In the early 1900s many animal experiments conducted both in Europe and North America demonstrated that if an animal was immersed and drowned in water containing chemical traces or dyes, these would spread through the tracheo-bronchial tree to the alveolar surfaces. In the case of fresh water, this was also absorbed into the bloodstream.
A consistent fall in arterial oxygen content was observed, followed by a rise in arterial carbon dioxide and sometimes cardiac arrhythmias.
Swann and his colleagues from Texas3,4, in a series of accurate but misleading experiments, flooded animals’ lungs with fresh or salt water and demonstrated the significant differences between the two, attributable to osmotic pressures. In both cases, flooding of the lungs produced a reduction in PaO2 and pH, with a rise in the arterial partial pressure of carbon dioxide (PaCO2).
Because fresh water was osmotically much weaker than blood, it moved into the bloodstream and produced haemodilution – reducing blood concentrations of proteins, sodium, chloride and so forth. The subsequent reduction in the osmotic pressure of the blood caused haemolysis and a liberation of both haemoglobin and potassium, with resultant metabolic and renal complications, aggravated by hypoxia. Deaths were often cardiac and resulted from ventricular fibrillation.
When, however, the animals’ lungs were flooded with sea water – which has a higher osmotic concentration than blood – water was drawn from the bloodstream into the lungs, thereby producing pulmonary oedema and haemoconcentration. This caused an increase in the haematocrit, blood proteins and electrolytes.
For many years physicians attempted to correct these presumed electrolyte, metabolic and cardiac abnormalities in human drownings, but their cases did not replicate the animal model (Figure 21.1).
Earlier workers had shown that in dogs that drowned, there were still large volumes of air in the lungs, as there are in humans.
Colebatch and Halmagyi5, working in Australia in 1961, produced an animal model more relevant to the clinical management of patients, by aspiration of only 1 to 3 ml/kg body weight. By using these smaller volumes, these researchers demonstrated the sudden arterial hypoxia, not directly proportional to the amount of fluid inhaled. Pulmonary hypertension, vagal inhibition and reduced compliance were also observed. These investigators demonstrated that the weight of the lungs increased threefold the weight of the instilled sea water. Sea water aspiration usually caused significant pulmonary oedema, but aspirated fresh water was often absorbed from the lungs within 2 to 3 minutes.

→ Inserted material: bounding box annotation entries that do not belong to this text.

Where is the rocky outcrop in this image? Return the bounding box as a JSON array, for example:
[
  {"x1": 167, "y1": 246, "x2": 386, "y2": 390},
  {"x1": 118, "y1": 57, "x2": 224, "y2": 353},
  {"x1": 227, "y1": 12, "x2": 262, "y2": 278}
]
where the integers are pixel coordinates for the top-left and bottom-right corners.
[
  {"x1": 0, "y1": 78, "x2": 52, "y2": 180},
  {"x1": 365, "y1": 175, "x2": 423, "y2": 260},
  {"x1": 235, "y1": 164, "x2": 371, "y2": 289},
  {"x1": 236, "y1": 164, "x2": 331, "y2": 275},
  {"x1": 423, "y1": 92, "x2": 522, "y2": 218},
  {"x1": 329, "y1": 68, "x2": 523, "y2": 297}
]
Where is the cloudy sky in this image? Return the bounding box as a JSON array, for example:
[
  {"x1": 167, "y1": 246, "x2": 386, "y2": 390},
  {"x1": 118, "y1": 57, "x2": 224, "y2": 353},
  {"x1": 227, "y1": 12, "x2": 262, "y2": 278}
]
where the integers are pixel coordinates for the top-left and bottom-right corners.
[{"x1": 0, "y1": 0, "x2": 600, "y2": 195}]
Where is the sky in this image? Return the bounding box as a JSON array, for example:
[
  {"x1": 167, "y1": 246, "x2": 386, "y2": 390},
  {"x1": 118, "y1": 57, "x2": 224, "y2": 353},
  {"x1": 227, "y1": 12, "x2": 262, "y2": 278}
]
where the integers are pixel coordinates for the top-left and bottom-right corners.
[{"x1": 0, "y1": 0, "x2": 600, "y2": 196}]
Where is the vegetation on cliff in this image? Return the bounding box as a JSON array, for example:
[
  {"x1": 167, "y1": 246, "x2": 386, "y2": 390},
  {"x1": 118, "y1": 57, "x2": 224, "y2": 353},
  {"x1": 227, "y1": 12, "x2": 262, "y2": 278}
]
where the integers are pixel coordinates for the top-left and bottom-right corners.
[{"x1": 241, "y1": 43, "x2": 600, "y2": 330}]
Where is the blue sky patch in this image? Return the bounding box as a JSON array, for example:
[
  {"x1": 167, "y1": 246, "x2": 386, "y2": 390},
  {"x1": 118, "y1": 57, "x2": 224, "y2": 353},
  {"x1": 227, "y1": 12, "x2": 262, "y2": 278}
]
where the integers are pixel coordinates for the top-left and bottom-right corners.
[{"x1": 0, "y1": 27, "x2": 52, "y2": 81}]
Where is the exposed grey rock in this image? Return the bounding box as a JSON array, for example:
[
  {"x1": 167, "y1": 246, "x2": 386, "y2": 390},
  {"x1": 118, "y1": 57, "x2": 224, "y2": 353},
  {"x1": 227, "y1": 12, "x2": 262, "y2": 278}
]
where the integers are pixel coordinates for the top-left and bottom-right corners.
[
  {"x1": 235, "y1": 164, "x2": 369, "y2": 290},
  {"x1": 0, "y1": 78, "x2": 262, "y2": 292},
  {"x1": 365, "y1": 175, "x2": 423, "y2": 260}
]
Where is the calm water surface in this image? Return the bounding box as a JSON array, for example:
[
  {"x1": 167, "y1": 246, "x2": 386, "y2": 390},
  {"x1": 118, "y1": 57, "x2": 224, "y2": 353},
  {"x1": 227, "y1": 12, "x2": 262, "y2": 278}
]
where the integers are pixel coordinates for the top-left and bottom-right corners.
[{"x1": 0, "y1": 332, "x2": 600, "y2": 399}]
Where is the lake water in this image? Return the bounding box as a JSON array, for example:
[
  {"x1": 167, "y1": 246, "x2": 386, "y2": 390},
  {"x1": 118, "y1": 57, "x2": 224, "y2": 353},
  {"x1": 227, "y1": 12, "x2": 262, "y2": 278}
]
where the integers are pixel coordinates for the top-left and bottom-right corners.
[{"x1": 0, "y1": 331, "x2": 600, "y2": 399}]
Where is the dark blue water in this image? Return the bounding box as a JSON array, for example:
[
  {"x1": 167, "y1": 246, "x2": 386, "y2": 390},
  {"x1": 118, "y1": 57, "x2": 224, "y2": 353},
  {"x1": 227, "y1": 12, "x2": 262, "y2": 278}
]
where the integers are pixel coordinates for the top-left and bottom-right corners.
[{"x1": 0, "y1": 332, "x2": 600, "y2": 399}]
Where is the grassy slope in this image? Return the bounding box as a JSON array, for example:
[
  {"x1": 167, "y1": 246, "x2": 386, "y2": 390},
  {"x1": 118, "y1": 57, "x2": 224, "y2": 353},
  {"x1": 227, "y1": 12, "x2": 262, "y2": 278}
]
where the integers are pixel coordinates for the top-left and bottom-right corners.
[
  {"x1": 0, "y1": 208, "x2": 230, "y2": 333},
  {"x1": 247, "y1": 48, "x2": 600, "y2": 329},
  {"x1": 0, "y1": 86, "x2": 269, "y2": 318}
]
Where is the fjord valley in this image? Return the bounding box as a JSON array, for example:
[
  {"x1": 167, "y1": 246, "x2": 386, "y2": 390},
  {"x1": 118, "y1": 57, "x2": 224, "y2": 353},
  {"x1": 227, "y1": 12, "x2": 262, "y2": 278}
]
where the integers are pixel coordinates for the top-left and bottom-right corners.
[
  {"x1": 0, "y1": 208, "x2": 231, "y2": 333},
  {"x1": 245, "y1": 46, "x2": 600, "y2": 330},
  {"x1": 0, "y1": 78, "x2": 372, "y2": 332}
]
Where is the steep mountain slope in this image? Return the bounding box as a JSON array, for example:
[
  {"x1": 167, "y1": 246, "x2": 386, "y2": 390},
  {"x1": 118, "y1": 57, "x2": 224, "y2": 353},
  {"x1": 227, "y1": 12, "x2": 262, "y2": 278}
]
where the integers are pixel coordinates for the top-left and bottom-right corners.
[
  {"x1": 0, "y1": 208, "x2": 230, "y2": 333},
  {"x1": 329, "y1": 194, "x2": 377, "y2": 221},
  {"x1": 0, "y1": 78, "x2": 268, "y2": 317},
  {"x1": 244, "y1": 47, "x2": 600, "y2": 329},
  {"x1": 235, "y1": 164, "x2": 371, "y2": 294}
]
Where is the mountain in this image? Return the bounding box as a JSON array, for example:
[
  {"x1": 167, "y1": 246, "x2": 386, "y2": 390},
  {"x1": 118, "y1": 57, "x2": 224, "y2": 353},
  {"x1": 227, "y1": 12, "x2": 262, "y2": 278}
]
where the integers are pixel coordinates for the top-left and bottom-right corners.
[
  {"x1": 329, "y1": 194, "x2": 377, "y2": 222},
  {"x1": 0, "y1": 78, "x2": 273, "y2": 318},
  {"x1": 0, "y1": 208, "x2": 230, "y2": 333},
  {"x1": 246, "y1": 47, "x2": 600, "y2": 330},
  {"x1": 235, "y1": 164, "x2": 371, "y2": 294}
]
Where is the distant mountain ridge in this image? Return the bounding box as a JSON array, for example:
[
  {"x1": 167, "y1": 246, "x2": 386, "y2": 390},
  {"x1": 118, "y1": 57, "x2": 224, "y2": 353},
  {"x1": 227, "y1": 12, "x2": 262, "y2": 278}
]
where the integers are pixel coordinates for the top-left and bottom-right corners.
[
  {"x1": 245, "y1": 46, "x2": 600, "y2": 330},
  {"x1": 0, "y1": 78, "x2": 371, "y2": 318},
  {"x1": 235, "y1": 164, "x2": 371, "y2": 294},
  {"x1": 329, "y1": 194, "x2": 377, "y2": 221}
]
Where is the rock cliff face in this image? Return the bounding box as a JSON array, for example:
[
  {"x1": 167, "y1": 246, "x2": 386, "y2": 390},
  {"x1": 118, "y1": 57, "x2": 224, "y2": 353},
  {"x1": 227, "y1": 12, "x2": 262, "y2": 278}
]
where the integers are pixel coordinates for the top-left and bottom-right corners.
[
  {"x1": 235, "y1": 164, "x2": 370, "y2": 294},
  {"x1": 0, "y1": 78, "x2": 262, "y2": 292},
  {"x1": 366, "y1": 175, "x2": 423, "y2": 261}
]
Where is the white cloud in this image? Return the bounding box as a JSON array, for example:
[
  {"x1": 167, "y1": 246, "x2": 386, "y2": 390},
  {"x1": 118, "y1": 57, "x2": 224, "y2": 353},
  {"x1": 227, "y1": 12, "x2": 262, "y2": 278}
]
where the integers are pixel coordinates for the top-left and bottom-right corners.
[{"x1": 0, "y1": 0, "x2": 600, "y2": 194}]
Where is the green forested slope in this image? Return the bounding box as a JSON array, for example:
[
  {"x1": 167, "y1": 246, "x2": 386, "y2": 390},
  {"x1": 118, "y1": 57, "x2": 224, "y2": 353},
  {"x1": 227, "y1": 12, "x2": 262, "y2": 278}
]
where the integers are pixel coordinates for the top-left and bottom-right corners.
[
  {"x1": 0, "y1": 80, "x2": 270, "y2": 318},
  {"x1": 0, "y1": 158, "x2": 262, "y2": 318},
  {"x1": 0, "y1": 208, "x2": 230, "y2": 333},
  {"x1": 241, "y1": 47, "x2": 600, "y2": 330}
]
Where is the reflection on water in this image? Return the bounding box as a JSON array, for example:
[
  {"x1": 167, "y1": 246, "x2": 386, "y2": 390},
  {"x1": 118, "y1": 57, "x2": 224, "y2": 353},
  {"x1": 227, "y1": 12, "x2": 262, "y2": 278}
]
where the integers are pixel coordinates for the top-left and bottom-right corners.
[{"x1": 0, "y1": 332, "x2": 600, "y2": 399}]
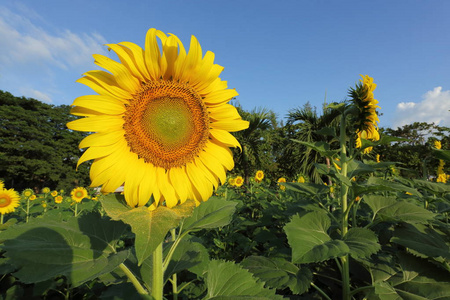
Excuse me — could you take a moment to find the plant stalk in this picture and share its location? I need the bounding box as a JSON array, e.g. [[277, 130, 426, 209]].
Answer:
[[119, 263, 148, 295], [340, 113, 350, 300], [152, 242, 164, 300]]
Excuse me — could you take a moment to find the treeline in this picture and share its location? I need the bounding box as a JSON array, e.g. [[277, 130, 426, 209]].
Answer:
[[0, 91, 450, 190]]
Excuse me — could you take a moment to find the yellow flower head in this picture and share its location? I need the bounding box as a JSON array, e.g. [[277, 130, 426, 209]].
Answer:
[[228, 177, 236, 186], [22, 189, 34, 198], [434, 140, 442, 149], [436, 173, 448, 183], [234, 176, 244, 187], [255, 170, 264, 182], [0, 189, 20, 215], [277, 177, 286, 191], [67, 29, 248, 208], [70, 187, 88, 203], [350, 75, 380, 154]]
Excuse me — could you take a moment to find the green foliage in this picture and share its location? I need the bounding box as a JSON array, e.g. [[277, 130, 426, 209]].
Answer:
[[0, 91, 89, 190], [0, 213, 128, 287], [203, 260, 283, 300]]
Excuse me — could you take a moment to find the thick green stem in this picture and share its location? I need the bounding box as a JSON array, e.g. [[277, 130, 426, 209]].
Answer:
[[340, 113, 350, 300], [119, 263, 148, 295], [152, 243, 164, 300]]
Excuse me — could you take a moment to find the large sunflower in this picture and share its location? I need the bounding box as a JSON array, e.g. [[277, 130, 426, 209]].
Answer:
[[350, 75, 380, 153], [67, 29, 248, 208], [0, 189, 20, 215]]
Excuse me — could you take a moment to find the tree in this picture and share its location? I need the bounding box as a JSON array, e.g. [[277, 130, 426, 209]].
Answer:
[[0, 91, 89, 190]]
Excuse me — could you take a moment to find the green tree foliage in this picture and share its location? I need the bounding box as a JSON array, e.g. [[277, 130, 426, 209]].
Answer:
[[0, 91, 89, 190], [374, 122, 450, 178]]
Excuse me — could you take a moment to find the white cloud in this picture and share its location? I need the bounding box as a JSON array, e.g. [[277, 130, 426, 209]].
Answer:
[[392, 86, 450, 128], [0, 7, 107, 70]]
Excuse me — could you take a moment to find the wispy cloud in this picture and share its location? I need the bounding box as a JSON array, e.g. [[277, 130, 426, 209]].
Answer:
[[0, 7, 106, 69], [392, 86, 450, 128]]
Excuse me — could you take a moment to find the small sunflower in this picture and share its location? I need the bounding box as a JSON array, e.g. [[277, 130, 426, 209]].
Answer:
[[234, 176, 244, 187], [70, 187, 88, 203], [0, 189, 20, 215], [350, 75, 380, 154], [255, 170, 264, 182], [434, 140, 442, 149], [22, 189, 34, 198], [67, 29, 248, 209], [297, 175, 306, 183], [277, 177, 286, 191]]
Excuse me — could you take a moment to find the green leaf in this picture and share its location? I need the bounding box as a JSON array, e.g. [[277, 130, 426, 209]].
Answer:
[[413, 179, 450, 194], [344, 227, 381, 258], [391, 223, 450, 259], [378, 201, 435, 223], [241, 256, 312, 294], [164, 240, 209, 280], [364, 195, 435, 223], [204, 260, 283, 300], [284, 212, 350, 263], [291, 139, 339, 157], [100, 195, 194, 266], [1, 213, 128, 287], [433, 149, 450, 162], [284, 182, 330, 196], [183, 197, 238, 231]]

Subsequent animal experiments by Modell6 and others, using intermediate volumes of aspirant, demonstrated that shunting of blood was the predominant cause of persistent arterial hypoxaemia, as a result of perfusion of blood through non-ventilated areas of lung. Destruction of lung surfactant in fresh water installation also resulted in alveolar wall damage and pulmonary oedema.